Il fit entrevoir des possibilités d'entente sur presque tous les autres points, et examina, avec une patience qui ne se démentit jamais, toutes les pièces et tous les plans que lui soumit le gouvernement.

Du 8 novembre 1800 au 26 février 1801, Bonaparte ne fit pas rédiger moins de neuf projets différents, dont quatre furent soumis au cardinal Spina. Ces projets témoignent d'une grande incertitude et d'une assez médiocre loyauté.

Le premier projet, présenté en entier le 26 novembre, reconnaissait le catholicisme comme religion d'État. Aucun des autres ne reproduisit plus cette mention, qui fut effacée par Talleyrand.

Le troisième projet, le plus large de tous, fut également retiré par l'évêque d'Autun.

L'attentat de la machine infernale (24 décembre 1800) augmenta beaucoup la popularité du premier consul, et aggrava du même coup ses exigences, l'influence de Fouché se faisant plus puissante auprès de lui.

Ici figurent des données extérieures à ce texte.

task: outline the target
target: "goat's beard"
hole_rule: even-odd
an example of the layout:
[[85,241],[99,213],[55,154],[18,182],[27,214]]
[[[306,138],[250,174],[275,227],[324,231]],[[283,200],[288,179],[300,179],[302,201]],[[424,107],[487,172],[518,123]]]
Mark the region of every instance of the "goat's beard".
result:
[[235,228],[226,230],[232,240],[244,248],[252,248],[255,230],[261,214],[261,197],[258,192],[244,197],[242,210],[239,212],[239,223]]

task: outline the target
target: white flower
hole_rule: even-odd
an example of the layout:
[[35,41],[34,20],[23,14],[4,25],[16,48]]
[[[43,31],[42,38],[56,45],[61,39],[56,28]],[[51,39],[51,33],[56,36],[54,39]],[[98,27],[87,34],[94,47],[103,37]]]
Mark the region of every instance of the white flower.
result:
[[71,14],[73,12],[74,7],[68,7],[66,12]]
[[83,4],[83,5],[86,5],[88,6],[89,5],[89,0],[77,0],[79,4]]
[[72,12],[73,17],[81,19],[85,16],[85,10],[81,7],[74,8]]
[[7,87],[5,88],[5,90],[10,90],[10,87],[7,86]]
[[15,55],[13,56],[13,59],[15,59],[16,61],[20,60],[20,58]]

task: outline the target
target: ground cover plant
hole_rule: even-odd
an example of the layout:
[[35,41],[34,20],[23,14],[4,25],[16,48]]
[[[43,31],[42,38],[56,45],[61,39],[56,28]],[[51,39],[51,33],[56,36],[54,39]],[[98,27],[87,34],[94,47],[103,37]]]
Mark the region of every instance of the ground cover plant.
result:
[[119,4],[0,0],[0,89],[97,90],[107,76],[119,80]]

Le quatrième projet fut présenté en janvier 1801, et Talleyrand en requit la signature immédiate par une lettre à Bernier d'une insolence polie, où l'on perçoit son vif désir de voir échouer la négociation : Quand Mgr l'archevêque de Corinthe a été autorisé à venir en France, le gouvernement était loin de prévoir que son caractère se réduirait à celui d'un simple témoin, et que le résultat de son agence serait d'informer Sa Sainteté des sentiments du gouvernement de la République. Si Mgr Spina persistait dans de telles dispositions, le gouvernement serait fondé à penser que le but du gouvernement pontifical n'a été que de lui tendre un piège, d'éloigner la guerre de ses États et d'endormir la France dans une fausse sécurité. Dans ce cas, le refus de l'agent de Sa Sainteté, dont vous me faites part, nous avertirait encore à temps du véritable motif de sa mission, et vous seriez aussitôt autorisé à l'informer que sa présence ici deviendrait désormais inutile. (19 janvier 1801.)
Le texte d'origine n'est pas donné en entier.